An accurate data analytics process extracts several measurable benefits to businesses, providing information that can potentially boost productivity, improve products and service, retain customers etc. Automating the data analytics process is a great method of receiving quick, actionable outputs from your data.
Leveraging machine learning is an excellent step for maintaining continuous, impactful data analytics. Let’s look at the steps to take in order to improve data analytics through machine learning.
1. Find the right problem.
Do not plan a major project without handling a few small ML projects first. The temptation with ML is to tackle a really big problem, but the right step is to scale it back. Handle the smaller issues within. Choose one that has a lot of data to support it. The chances of success are higher when tackling smaller problems that have a lot of data behind them as opposed to big problems with sporadic data.
2. Develop a business plan and use cases.
An excellent approach is to get people intrigued and excited regarding the possibilities – with a hint of urgency. Implement a business plan and use cases. Notify people that the process will not be easy and will require a substantial commitment of resources as well as time from a supportive business for the initiative to be sustainable. The results will indicate that the time and talent investment was well worth it.
3. Create a strategy aligned with business goals.
The first step in using ML to enhance data analytics is not technical but rather, it is strategic. You should develop an ML strategy that is in accordance with your business goals and KPIs. For instance, if your goal is to reach the top of the Google SERP and your KPI is increasing your web page’s authority, you can develop a strategy for leveraging ML to improve your internal link profile.
4. Ensure you’re ready to leverage ML for analytics.
Machine learning can be incredibly powerful for data analytics, yet ML models work only as good as the data and people that create them. To get the best out of ML for data analytics, the first crucial step is to have a clearly outlined problem that is suited for ML. Make sure that the data used is of high quality – labeled or self-supervised, depending on the problem – to coach the machines and appropriate ML talent in order to get the problem resolved.

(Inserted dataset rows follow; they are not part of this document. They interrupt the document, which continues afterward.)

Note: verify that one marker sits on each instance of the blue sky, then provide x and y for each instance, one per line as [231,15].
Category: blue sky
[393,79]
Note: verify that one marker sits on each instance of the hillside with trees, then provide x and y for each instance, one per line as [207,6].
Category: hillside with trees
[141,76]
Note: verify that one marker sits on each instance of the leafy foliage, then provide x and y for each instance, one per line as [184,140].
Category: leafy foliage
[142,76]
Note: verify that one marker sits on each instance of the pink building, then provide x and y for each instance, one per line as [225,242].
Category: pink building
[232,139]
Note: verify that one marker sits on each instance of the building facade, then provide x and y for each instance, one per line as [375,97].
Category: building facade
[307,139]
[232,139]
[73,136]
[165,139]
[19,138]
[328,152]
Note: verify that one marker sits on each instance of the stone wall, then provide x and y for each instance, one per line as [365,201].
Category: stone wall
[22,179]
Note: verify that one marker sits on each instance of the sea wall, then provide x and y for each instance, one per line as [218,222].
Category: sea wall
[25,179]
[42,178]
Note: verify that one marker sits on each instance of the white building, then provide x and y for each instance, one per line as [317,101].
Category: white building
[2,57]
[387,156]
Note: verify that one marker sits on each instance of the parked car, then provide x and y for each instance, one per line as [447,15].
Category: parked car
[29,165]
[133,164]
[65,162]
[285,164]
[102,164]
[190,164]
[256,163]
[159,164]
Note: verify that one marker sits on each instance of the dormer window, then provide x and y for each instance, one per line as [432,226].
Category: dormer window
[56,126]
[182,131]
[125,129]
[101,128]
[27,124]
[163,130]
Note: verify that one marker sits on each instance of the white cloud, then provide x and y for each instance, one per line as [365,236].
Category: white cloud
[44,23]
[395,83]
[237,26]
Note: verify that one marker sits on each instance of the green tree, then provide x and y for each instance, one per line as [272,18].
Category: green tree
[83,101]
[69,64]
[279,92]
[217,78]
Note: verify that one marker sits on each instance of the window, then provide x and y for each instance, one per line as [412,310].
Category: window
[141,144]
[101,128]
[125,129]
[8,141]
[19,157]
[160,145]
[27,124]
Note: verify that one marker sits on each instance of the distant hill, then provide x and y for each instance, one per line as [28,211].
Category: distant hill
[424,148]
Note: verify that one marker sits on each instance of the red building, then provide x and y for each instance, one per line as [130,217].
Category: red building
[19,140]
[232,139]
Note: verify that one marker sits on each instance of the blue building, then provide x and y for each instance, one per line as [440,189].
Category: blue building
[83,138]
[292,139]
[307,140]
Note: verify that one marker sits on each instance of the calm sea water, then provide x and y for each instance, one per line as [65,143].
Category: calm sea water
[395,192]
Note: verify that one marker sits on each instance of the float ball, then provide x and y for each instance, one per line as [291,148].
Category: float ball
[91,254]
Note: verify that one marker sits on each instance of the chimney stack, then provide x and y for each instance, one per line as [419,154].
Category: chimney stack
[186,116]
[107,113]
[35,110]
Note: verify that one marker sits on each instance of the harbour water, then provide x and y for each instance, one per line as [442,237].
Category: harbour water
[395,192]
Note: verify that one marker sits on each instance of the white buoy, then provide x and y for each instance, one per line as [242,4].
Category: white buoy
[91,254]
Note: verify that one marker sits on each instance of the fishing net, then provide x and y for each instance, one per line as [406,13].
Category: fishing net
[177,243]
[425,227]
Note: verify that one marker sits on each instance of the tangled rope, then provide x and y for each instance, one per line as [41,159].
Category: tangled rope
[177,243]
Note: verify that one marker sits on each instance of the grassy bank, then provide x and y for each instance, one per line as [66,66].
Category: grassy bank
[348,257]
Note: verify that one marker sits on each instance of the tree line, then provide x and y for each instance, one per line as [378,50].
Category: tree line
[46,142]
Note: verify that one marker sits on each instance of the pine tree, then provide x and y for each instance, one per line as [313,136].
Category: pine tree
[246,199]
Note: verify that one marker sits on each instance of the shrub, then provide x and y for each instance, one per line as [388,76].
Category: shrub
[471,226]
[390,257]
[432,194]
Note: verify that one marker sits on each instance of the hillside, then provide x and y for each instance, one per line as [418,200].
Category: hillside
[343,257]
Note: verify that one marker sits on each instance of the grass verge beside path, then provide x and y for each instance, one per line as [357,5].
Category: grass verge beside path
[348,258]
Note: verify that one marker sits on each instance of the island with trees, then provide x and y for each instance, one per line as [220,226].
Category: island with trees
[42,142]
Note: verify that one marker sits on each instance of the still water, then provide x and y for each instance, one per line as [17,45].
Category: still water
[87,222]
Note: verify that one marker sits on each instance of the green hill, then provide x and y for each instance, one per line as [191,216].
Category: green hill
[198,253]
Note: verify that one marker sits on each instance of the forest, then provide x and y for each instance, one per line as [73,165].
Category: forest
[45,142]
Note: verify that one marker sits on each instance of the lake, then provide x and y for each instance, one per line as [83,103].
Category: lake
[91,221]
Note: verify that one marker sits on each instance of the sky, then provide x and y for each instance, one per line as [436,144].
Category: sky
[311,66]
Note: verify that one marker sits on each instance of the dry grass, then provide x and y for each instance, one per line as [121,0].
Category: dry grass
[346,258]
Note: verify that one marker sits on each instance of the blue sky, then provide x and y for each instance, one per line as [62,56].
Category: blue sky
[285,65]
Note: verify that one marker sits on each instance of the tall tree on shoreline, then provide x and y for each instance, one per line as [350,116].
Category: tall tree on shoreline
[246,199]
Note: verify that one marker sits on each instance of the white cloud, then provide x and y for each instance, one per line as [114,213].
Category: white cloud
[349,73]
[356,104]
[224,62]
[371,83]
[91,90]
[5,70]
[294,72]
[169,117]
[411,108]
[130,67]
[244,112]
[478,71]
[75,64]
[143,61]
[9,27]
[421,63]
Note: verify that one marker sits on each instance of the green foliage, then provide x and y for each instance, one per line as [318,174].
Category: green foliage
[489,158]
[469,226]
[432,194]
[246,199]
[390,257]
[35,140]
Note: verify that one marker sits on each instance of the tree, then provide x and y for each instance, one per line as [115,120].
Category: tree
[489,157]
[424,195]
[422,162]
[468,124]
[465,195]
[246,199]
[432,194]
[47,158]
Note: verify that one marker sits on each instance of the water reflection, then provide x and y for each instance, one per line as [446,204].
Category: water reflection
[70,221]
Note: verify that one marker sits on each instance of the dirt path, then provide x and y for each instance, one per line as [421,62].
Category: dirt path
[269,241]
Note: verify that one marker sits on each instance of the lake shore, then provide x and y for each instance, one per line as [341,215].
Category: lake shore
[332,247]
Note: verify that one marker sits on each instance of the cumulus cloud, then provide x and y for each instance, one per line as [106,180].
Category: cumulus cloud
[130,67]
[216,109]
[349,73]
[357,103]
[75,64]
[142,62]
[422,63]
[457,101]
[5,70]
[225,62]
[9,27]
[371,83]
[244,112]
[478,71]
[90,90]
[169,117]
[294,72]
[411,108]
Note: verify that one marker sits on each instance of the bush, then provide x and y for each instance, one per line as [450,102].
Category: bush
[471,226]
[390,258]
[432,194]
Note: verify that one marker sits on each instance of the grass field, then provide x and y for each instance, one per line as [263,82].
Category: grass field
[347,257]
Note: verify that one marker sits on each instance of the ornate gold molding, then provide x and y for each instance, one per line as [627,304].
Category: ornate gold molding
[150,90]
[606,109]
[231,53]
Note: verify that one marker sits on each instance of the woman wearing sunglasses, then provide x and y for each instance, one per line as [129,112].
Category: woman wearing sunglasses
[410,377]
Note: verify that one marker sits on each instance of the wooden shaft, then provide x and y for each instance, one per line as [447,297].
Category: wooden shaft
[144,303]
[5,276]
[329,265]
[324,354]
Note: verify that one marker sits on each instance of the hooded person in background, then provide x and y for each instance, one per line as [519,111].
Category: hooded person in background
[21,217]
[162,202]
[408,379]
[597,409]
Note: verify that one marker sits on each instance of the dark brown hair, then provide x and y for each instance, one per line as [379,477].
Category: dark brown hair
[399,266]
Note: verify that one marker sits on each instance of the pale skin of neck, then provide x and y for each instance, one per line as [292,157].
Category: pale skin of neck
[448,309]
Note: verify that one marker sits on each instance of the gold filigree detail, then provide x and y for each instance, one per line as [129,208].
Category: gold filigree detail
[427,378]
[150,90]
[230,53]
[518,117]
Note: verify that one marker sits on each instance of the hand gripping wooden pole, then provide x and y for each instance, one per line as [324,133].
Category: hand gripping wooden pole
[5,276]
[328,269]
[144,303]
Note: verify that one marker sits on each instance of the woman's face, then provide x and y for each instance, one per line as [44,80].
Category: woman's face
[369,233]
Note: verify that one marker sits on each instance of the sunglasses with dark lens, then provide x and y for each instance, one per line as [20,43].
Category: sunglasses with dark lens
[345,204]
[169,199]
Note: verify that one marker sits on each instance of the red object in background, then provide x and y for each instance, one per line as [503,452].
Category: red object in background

5. Identify the data that addresses your questions.
Businesses seeking to incorporate machine learning in their analytics processes must primarily delineate the question of interest, locate data that is fit for the purpose and leverage appropriate technology to deliver credible results rapidly. Within the healthcare sector, there are vast quantities of data available (e.g. from electronic health records of patients) that has tremendous potential for innovations in inpatient care.
6. Automate data gathering systems.
Actionable ML insights can drastically change the path of a business, but they are usually only possible if the data quality supports learning the correct correlations. Businesses must start by investing in the automation of ingestion, normalization and deduplication of heterogeneous data. Off-the-shelf ML models supported by excellent data will almost always have better outcomes than best ML models supported by messy data.
7. Improve the quality of your data.
The learning on good data is accurate. Improving the quality of data is crucial for improving data analytics. High-quality data is extremely important to business, marked with the associated context and a structure that supports automation.
8. Clean up and standardize your data.
A crucial step in planning to integrate ML across a business’s analytics function is to standardize and cleanse data. An often overlooked step, this step is important for ensuring any biases or inaccuracies within the data are not reflected in the results produced by ML models. Clean, standardized data directly provides more valid and reliable outputs.
9. Audit and organize your data.
Audit any available data and organize it in a manner that enables you to consistently gain access, even at scale. For individuals working on ML projects, it’s vital to consider the principle, ‘garbage in, garbage out. The final task of any ML model is to derive patterns and insights from data. So, if the data entered is incorrect, we can expect the ML models to produce flawed interpretations, which can potentially cause considerable damage to the business if it is not identified.
10. Remove data ownership silos.
Data powers machine learning. Leaders must always be open to providing access or enabling data scientists to see and utilize their data. It is important to focus on removing the silos of ownership and enabling the data to work. Therefore, providing transparency and discussing the benefits as well as the ‘how’ is vital, do not simply focus on who currently has the data and where it is.